Она резко оборачивается. Мрозевский, стоя на цыпочках, заглядывает ей через плечо. Глазки его прищурены. В мастерской, как назло, полная тишина. Сказанное прозвучало особенно четко и продолжает звучать в тишине мучительно долго, осязаемо, точно предмет. От неожиданности Люся не находит, что ответить нахалу. Или, быть может, он сказал это в шутку? Она чувствует, что все оторвались от своих работ, атакуют ее со всех сторон взглядами.
— Кому нужны эти цветочки? — продолжает Мрозевский, оглядывая присутствующих и ища в их глазах сочувствия. — Кому? — он разводит руками. — Пролетариям они, во всяком случае, не нужны.
— Вы-то откуда знаете, что нужно пролетариям? — обрывает его Люся, опомнившись. — Сами-то вы ведь не пролетарий?
— Пора уже знать, уважаемая художница, что дело не в этом, — язвительно говорит Мрозевский. — Важно стоять на точке зрения пролетарской эстетики. И вот с этой позиции я утверждаю, что цветочки ваши, извините меня, буржуазнейшая халтура. У нас слишком мягко относятся к вопросам качества в искусстве. Если бы рабочий, муфельщик скажем, давал брак, — такого бы перца задали ему! А с художником носятся как с писаной торбой.
«Что он, с ума сошел?» — думает Люся, но не находит, что возразить.

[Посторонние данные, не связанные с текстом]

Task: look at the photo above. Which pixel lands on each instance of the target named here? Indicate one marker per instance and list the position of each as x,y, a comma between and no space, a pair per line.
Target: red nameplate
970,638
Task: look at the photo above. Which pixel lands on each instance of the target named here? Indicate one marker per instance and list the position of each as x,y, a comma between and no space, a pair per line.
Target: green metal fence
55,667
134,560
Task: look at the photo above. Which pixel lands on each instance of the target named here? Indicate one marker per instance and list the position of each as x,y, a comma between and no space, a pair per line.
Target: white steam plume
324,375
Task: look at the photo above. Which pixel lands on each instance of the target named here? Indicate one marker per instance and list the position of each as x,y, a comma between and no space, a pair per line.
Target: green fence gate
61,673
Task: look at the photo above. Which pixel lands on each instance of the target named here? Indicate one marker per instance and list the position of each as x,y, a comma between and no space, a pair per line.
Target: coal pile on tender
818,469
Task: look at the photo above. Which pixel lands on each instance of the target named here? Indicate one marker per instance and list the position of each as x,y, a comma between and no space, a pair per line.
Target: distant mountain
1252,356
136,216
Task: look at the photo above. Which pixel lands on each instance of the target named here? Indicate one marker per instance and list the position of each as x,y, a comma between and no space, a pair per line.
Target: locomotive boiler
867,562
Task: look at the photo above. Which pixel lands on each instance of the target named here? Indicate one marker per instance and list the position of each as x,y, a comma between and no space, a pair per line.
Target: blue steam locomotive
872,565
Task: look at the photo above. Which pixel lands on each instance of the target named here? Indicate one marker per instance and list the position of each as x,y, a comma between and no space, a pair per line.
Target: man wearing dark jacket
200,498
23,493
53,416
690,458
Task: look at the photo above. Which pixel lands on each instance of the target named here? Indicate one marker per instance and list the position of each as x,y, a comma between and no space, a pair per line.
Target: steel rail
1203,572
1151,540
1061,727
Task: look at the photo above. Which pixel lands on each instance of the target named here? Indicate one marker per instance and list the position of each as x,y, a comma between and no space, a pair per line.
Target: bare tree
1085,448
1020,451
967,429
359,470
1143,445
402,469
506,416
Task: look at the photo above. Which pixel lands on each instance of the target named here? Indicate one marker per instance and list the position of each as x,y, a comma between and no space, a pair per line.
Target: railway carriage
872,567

— Вот был, скажем, Чехонин, — ораторствует Мрозевский. — Все кричали: «Чехонин! Браво, Чехонин! Первый фарфорист советский!» Один писака — я сам читал — так прямо и написал о нем: «художник революции». А художник-то этот — раз! — и за границу. И теперь нас же еще ругает. Я считаю, что у многих советских художников нутро до сих пор буржуазное. Конечно, не в смысле контрреволюционном. Я это не говорю. Но всё-таки... Иных не следовало бы даже пускать на наш завод...
— И весь фарфор расписывать вашим аэрографом через трафарет? — одним духом выпаливает Верочка (уж слишком он разошелся, нахал!).
Все улыбаются. Напряжение рассеивается.
«Молодчина, Верочка!» — молча ликует Люся.
Мрозевский хочет ответить. Но неожиданно Люся получает новое подкрепление.
— Товарищ Мрозевский склонен допускать на советские заводы одних лишь болтунов, а не художников, производящих ценности, — спокойно говорит Соколовский, снимая пенсне и холодно оглядывая Мрозевского.
— Вас, Евгений Александрович, разговор о советском искусстве вообще не может касаться, — дерзит Мрозевский: — вы работаете на экспорт и потрафляете чужим вкусам. Вы советский работник, а не художник. И всё. Это, конечно, дело полезное: за вашу работу мы получаем валюту и всё такое, конечно. Но это не советское искусство.
«Пожалуй, он прав», — думает Люся.
— Вы ошибаетесь, товарищ Мрозевский, — слышит она спокойный голос Соколовского. — Всякое искусство, делающееся и идущее на пользу Советского Союза, есть советское.
— Но уж, во всяком случае, не ваши витязи и боярышни, — обрывает Мрозевский.
— И даже они, — всё так же спокойно продолжает Соколовский. — И даже всё то, чем мы потрафляем, говоря вашим языком, западному покупателю, есть советское, и характерно, что за границей имеет хождение как чисто советское. Это надо учесть. Весь секрет в том, Мрозевский, что выпрыгнуть из себя мы, советские люди, уже не можем, если бы даже хотели кому-нибудь потрафлять. Многим пора это понять.
«Нет, конечно, прав Соколовский», — радуется Люся.
— Не в этом наш порох, Евгений Александрович, — вмешивается в спор Эсфирь Иосифовна. — И поэтому, думаю, Мрозевский на этот раз прав. Существо нашей росписи на девять десятых должна составлять советская тематика. Одной десятой вполне хватит тем, кто уж никак не может давать современную тематику.
— Вроде Евгения Александровича, — подхватывает Мрозевский.
— И тогда, — снова выпаливает Верочка, — вся роспись будет состоять из фотографий Советского Союза, как у тебя, Фира? Правильно?
«Ну и язычок!» — поражается Люся.
— Это во всяком случае правильней, чем рисовать в наше время всё, что попадется на глаза, — энергично парирует Эсфирь Иосифовна (язычок Верочки, видно, умеет колоть в самые больные места). — Ничего не значит, — сдвигает она свои темные брови, — ничего не значит, что мне лично многое не удается. Придут после меня другие художники и сделают лучше.
— Ты очень много о себе мнишь, Фира, — говорит Верочка.
— Не о себе, — упрямо говорит Эсфирь Иосифовна, — а о принципиальном пути в работе. Я считаю, что мой путь правильный и что боргмановские васильки нам не нужны. Мрозевский в данном случае прав.